Alex entered the lobby of the four-story building, the seedy interior a perfect match to the outside. Vagrants, drug addicts, and third degree bag ladies, sat or laid around the decaying vestibule. He noticed a man sitting behind a reinforced steel cage, which served as the front desk. As he drew closer to the counter, he pulled out the photo of Silverman.
“Excuse me, I was wondering if you’d seen this man,” he said, showing the photo to the clerk.
Behind the counter a pipe-armed and bon
y man, with greasy hair and drawn features, glanced up from the television and fixed Alex with a wintry stare. “Who wants to know?” he said, around the filterless Pall Mall clenched in his blackened teeth.
Alex produced an FBI badge, one of his many fake identification he carried, and showed it to the clerk. “Special Agent Paul Harris, FBI.”
The clerk took a little more interest and looked closer at the picture, “Yeah, sure, that’s John Edwards, he’s got a room on the third floor.”
“Can you show me this room?” Alex asked.
“You gotta warrant?” the dirt bag asked.
“No, but I do have friends at the Health Department,” Alex said, looking around the neglected lobby.
“All right, all right, don’t get your panties in a bunch,” the man said, handing Alex a key. “Room 305.”
“Thank you,” Alex said, taking the key.
Alex took the stairs to the third floor, the elevator was in such a state that he felt the steps were more prudent. When he stepped into the cramped corridor he was struck by the scent of feces and urine, the tenants obviously not caring where they handled their business. The red threadbare carpet was stained and matted in places with ropey turd piles here and there. Spooled soot, obviously from the fire, ran up the walls and ceiling leaving motifs of permanent shadow.

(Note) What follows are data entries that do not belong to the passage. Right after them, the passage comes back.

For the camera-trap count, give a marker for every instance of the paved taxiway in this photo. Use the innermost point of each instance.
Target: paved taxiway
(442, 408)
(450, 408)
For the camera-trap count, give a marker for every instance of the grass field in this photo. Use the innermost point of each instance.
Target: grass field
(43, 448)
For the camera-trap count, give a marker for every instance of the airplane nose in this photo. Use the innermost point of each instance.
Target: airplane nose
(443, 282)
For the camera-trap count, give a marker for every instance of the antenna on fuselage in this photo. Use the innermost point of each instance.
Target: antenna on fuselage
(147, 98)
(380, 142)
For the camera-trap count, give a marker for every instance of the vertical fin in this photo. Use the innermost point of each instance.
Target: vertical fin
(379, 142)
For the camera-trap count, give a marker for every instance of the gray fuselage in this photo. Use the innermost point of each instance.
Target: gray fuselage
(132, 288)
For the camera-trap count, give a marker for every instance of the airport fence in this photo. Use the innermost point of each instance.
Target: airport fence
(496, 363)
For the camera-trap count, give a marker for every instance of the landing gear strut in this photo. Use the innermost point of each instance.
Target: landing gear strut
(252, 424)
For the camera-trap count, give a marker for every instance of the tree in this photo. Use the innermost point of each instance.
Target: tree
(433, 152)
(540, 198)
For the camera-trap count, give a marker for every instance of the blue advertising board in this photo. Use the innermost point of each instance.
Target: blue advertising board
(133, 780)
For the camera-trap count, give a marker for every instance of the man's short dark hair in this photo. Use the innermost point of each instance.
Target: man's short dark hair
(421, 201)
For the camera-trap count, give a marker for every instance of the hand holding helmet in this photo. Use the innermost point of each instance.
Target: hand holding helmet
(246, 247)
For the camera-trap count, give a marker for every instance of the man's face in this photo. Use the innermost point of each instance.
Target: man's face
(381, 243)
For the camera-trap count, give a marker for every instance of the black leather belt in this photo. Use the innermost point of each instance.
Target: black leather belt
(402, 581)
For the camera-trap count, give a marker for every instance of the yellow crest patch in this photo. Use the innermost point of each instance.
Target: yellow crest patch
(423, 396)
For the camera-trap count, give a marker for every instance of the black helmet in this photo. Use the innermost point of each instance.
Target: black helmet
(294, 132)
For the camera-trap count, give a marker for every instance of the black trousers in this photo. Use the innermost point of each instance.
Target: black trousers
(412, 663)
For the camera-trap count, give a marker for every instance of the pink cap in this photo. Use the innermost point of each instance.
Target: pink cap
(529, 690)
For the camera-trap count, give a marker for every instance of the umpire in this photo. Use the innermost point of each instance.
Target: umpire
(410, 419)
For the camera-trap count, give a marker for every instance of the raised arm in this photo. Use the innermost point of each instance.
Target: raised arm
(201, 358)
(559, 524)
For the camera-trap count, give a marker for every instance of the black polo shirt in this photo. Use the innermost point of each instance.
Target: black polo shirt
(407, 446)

Halfway down the corridor he found room 305 and entered. It was more like a narrow hallway, only five feet wide and fifteen feet long. The furniture consisted of a bed, a nightstand, and a small chest of drawers. There was no bathroom, he had passed a community privy down the hall. The room’s only window was covered in grime so thick, it cast a gummy light, giving the room a nightmarish appeal. The sickly yellow paint that covered the walls looked as though it was brushed on baby shit.